Assassins Creed III is “really is as close as you could get to a big budget new IP this late in the hardware cycle.”
At least, according to the game’s creative director, Alex Hutchinson. The comment was made in an interview with Eurogamer, in which Hutchinson defended Ubisoft’s decision to turn Assassin’s Creed into a annual franchise. He argues that the guaranteed cash generated by yearly sequels allows the company to take bigger risks.
“The core team on this one has been working at it for almost three years, which is something you can almost never get in the industry these days – it’s too expensive, too risky,” he said. “So we need the other projects to support that kind of development – these big jumps.”
“It’s funny, people say it’s about how often you release new entries, but I really think it’s about how good they are,” he added.
It does indeed. Last year’s Assassin’s Creed: Revelations was the most poorly received title in the Assassin’s Creed II trilogy. In fact, its Metacritic score of 80 makes it the lowest scoring title in the main series.
Hutchinson went on to argue that since Assassin’s Creed sequels feature different characters in different settings, they’re a lot like new IPs.
“Also, the beauty of Assassin’s is that if you do it right it’s kind of a new IP,” he said. “It’s still about navigation and combat, but it’s a brand new hero, brand new setting, brand new fantasy. It really is as close as you could get to a big budget new IP late in the hardware cycle.”
Hutchinson wouldn’t confirm whether or not Assassin’s Creed III will receive direct sequels in the same way Assassin’s Creed II did.

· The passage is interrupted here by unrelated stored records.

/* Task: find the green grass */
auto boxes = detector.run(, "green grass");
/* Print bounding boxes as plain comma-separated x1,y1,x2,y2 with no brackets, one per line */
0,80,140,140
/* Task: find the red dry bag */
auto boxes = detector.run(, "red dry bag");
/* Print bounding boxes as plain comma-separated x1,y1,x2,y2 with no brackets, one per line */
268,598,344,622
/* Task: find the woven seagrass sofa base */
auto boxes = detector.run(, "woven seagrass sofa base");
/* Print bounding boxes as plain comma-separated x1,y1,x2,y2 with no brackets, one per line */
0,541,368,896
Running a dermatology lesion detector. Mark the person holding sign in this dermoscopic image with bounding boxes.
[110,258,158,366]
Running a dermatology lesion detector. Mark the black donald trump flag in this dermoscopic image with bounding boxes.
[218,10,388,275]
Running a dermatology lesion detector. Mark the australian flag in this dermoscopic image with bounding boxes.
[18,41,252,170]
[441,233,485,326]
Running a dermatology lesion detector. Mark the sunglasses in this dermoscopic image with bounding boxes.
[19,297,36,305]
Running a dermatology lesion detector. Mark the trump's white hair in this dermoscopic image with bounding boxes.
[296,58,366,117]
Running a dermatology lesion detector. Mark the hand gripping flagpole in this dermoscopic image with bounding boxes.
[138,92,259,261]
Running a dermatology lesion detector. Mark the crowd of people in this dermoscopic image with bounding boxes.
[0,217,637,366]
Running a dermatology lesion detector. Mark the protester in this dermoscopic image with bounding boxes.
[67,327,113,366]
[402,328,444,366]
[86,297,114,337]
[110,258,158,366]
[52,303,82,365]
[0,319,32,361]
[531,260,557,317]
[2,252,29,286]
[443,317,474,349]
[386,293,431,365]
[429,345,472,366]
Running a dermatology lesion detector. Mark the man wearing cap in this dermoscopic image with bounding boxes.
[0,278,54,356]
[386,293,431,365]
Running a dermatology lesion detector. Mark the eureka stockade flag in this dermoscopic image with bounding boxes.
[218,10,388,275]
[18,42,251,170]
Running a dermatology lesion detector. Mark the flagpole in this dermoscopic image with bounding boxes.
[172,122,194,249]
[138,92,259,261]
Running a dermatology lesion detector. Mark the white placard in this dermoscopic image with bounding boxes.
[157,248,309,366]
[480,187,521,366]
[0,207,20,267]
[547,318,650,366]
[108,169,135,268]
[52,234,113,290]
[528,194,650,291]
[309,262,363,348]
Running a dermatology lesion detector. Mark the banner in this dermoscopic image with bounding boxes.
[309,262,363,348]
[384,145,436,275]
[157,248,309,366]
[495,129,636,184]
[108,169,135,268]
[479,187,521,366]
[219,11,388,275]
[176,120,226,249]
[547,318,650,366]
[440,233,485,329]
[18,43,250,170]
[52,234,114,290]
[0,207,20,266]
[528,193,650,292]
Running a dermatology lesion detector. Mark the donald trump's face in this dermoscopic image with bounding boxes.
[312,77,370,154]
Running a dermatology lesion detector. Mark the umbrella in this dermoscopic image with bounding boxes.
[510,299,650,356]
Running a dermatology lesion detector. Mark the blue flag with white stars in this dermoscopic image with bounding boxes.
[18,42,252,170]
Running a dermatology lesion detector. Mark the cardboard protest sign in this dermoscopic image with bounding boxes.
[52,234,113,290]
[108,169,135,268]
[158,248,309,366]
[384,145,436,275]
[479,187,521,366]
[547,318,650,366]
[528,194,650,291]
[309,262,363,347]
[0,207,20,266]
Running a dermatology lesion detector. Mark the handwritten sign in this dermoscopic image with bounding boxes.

“We also know players love new characters and radical changes so we’re still figuring a few things out,” he said. “I don’t know. I think it would be kind of neat at some point to say ‘Connor is a character, he lived in this big epic game, that’s his story’, instead of trying to drag it out too much.”
Now the idea of a publisher hedging its bets by using guaranteed money spinners to generate income to cushion riskier, innovative projects isn’t new, movie studios have been doing it for years. The idea, however, is that the riskier projects are generally new IPs that, over time, become money spinners in their own right. Instead, Ubisoft is producing sequels on a yearly basis in order to generate enough money to create bigger sequels.